Now we turn to the formula (3.4), which is not always covered in Prelims. Suppose the radius of convergence is $R$. Let $0 \leq r<R$. By the above, there is some $w,|w|>r$, such that $\left|a_{n} w^{n}\right| \leq M$ for all $n$. We may clearly assume that $M \neq 0$. Taking $n$th roots gives $\left|a_{n}\right|^{1 / n}|w| \leq M^{1 / n}$. Since $M^{1 / n} \rightarrow 1$ as $n \rightarrow \infty$, this implies that $\lim \sup _n\left|a_n\right|^{1 / n} \leq \frac{1}{|w|}<\frac{1}{r}$. Since $r<R$ was arbitrary, it follows that $\lim \sup _n\left|a_n\right|^{1 / n} \leq \frac{1}{R}$. (This is perfectly legitimate when $R=\infty$ as well, with the interpretation that $\frac{1}{R}=0$ in this case.)

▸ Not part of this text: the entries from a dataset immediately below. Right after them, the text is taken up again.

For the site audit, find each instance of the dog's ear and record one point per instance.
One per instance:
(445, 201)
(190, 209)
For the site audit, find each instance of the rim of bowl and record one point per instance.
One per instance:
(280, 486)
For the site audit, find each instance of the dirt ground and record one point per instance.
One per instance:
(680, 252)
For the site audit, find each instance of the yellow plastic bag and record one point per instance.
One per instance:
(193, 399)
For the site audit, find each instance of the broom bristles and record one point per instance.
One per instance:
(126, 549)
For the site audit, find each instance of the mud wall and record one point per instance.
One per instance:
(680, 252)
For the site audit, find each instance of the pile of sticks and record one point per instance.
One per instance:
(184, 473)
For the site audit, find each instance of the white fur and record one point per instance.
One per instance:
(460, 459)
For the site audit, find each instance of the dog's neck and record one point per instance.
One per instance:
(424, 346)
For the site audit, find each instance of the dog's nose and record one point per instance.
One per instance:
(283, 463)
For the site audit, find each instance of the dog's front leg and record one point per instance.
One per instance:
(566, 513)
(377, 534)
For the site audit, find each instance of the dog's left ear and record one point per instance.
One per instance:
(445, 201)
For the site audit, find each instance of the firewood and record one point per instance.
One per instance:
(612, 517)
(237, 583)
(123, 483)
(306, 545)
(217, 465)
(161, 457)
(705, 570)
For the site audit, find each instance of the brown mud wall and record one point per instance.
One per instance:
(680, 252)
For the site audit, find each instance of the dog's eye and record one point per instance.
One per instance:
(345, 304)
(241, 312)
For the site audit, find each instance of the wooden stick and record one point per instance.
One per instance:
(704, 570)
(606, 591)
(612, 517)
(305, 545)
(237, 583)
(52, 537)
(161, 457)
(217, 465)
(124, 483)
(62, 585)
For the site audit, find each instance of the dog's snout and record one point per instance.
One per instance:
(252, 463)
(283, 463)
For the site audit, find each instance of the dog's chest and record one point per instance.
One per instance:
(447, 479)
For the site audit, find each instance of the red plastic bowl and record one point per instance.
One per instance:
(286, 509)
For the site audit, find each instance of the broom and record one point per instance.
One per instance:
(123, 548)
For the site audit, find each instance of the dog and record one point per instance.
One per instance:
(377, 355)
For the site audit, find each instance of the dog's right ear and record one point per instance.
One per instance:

In the other direction, suppose that $\lim \sup _{n}\left|a_{n}\right|^{1 / n}=L$ and that $L \in$ $(0, \infty)$. If $L^{\prime}>L$, this means that $\left|a_{n}\right|^{1 / n} \leq L^{\prime}$ for all sufficiently large $n$. Therefore $\left|a_{n} z^{n}\right| \leq\left|L^{\prime} z\right|^{n}$ (for sufficiently large $n$ ), and by the geometric series formula the series $\sum_{n} a_{n} z^{n}$ converges provided $|z|<\frac{1}{L^{\prime}}$. Therefore $R \geq \frac{1}{L^{\prime}}$. Since $L^{\prime}>L$ was arbitrary, $R \geq \frac{1}{L}$, that is to say $\lim \sup _{n}\left|a_{n}\right|^{1 / n} \geq\frac1R$.

The argument is valid with minimal changes when $L=0$; we have shown that $R>\frac{1}{L^{\prime}}$ for all $L^{\prime}>0$, and so $R=\infty$, and so the inequality $\lim \sup _{n}\left|a_{n}\right|^{1 / n} \geq \frac{1}{R}$ remains true (with the interpretation discussed above).
When $L=\infty$, the inequality is vacuously true. Putting all this together concludes the proof.